In this article, we shall look at the causes, clinical features, and management of anaemia during pregnancy.

Risk Factors

The risk factors for developing anaemia during pregnancy include:

  • Haemoglobinopathies
    • Thalassaemia
    • Sickle cell disease
  • Increasing maternal age
  • Low socioeconomic status
  • Poor diet
  • Anaemia during previous pregnancy

Clinical Features

Common symptoms of anaemia include dizziness, fatigue and dyspnoea. However, it should be noted that these are also all features of a normal pregnancy. Anaemia can be asymptomatic, and may only be detected on a full blood count.

On examination, the patient may have pallor (best identified in the mucosa of the tongue and mouth). Less common features include koilonychia (spoon-shaped nails) and angular cheilitis (ulceration at the corners of the mouth).

Fig 1 - Koilonychia (spoon-shaped nails), a rare sign of anaemia.

Fig 1 – Koilonychia (spoon-shaped nails), a rare sign of anaemia.

Differential Diagnosis

Anaemia has a wide variety of possible causes. The differential diagnoses can be categorised by the mean corpuscular volume (MCV):

Microcytic (MCV ≤76) Normocytic (MCV 76-96) Macrocytic (MCV ≥96)
Iron deficiency

Thalassaemia

Sideroblastic anaemia

Anaemia of chronic disease

Marrow infiltration

Haemolytic anaemia

Chronic kidney disease

B12 deficiency

Folate deficiency

Alcohol consumption

Recticulocytosis

Hypothyroidism

Table 1 – The differential diagnoses for anaemia. Note that the cut-offs for MCV will vary between different laboratories.

Investigations

The principle investigation in anaemia is a full blood count, assessing the haemoglobin level and mean corpuscular volume.

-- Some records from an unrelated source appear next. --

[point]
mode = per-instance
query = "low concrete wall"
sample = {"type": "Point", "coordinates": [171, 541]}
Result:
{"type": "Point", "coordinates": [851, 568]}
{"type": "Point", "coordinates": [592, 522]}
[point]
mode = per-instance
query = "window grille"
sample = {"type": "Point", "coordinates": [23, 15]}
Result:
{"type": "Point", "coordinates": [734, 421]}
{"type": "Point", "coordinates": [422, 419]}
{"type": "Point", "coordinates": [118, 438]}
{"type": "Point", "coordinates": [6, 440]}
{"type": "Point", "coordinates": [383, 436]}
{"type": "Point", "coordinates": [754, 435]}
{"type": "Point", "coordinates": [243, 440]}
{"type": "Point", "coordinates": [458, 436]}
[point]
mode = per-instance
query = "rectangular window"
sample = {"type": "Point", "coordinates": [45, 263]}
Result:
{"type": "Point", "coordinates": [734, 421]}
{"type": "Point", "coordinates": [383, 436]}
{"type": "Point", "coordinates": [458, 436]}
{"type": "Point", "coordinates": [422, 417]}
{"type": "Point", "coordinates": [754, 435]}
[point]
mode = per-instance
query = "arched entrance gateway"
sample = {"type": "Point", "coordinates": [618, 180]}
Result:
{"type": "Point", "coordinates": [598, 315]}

Fig 2 - Coloured scanning electron micrograph, showing a sickled red blood cell.

Fig 2 – Coloured scanning electron micrograph, showing a sickled red blood cell.

Serum ferritin is not routinely measured – even in cases where iron deficiency anaemia is suspected. One exception to this is in areas with a high prevalence of haemoglobinopathies.

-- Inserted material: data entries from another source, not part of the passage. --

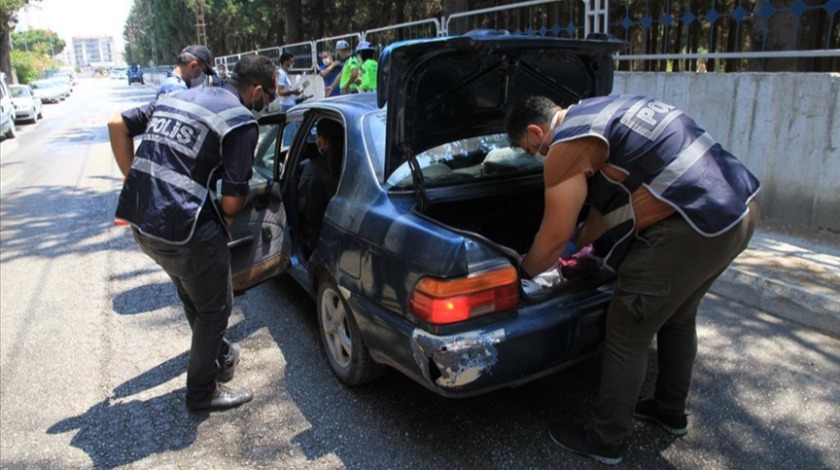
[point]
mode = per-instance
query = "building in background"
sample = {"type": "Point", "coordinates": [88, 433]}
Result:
{"type": "Point", "coordinates": [94, 51]}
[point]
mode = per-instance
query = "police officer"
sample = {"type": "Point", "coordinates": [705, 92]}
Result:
{"type": "Point", "coordinates": [191, 140]}
{"type": "Point", "coordinates": [669, 209]}
{"type": "Point", "coordinates": [194, 62]}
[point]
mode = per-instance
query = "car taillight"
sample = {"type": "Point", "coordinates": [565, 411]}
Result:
{"type": "Point", "coordinates": [442, 301]}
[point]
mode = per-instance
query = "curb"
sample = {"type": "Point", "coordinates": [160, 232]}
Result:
{"type": "Point", "coordinates": [808, 308]}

Haemoglobinopathy screening should be considered in patients with confirmed anaemia and an unknown haemoglobinopathy status.

Further investigations are dependent on the suspected cause:

  • Folate deficiency– serum folate (<7 nmol/L indicates deficiency – although this may vary between different laboratories).
  • Beta thalassaemia– haemoglobin electrophoresis (HbA2 >3.5% is diagnostic).
  • Sickle cell disease– haemoglobin electrophoresis (HbA is absent, 80-95% HbSS and 2-20% HbF).

Screening

In the UK, it is recommended that all pregnant women are screened for anaemia at booking and at 28 weeks of gestation.

In multiple pregnancies, additional screening should be performed at 20-28 weeks.

Management

Iron Deficiency Anaemia

If the anaemia is micro- or normocytic, then the most likely cause is iron deficiency. In these women, a trial of oral iron (100-200mg) should be considered as first line management, and as a diagnostic test. A full blood count should be repeated after two weeks of treatment, examining for an increase in haemoglobin.

parental iron infusion (Ferinject®) should be considered if compliance is poor or there is evidence of malabsorption.

Preparation Dose per tablet Elemental Iron No of tablets per day
Pregaday 100mg 2
Ferrous sulphate 200mg 65mg 3
Ferrous gluconate 300mg 35mg 6
Ferrous fumarate 210mg 68mg 3

Table 2 – Amount of elemental iron in common preparations

Other Causes

Management of other types of anaemia in pregnancy is dependent on the underlying cause:

  • Folate deficiency– folate supplementation; usually 5mg folic acid once daily. This can be increased up to three times a day if required.
  • Beta thalassaemia– folate supplementation and blood transfusions as required; aiming for a Hb of 80g/L during pregnancy, and 100g/L at delivery (depending on symptoms).
  • Sickle cell disease– folate supplementation and iron supplementation if there is laboratory evidence of iron deficiency.

Summary

  • Anaemia is a common problem in pregnancy.
  • Clinical features include dizziness, fatigue and dyspnoea, but patients may be asymptomatic.
  • Hb and MCV are key investigations.
  • Iron deficiency anaemia should be initially treated with a diagnostic trial of oral iron supplementation.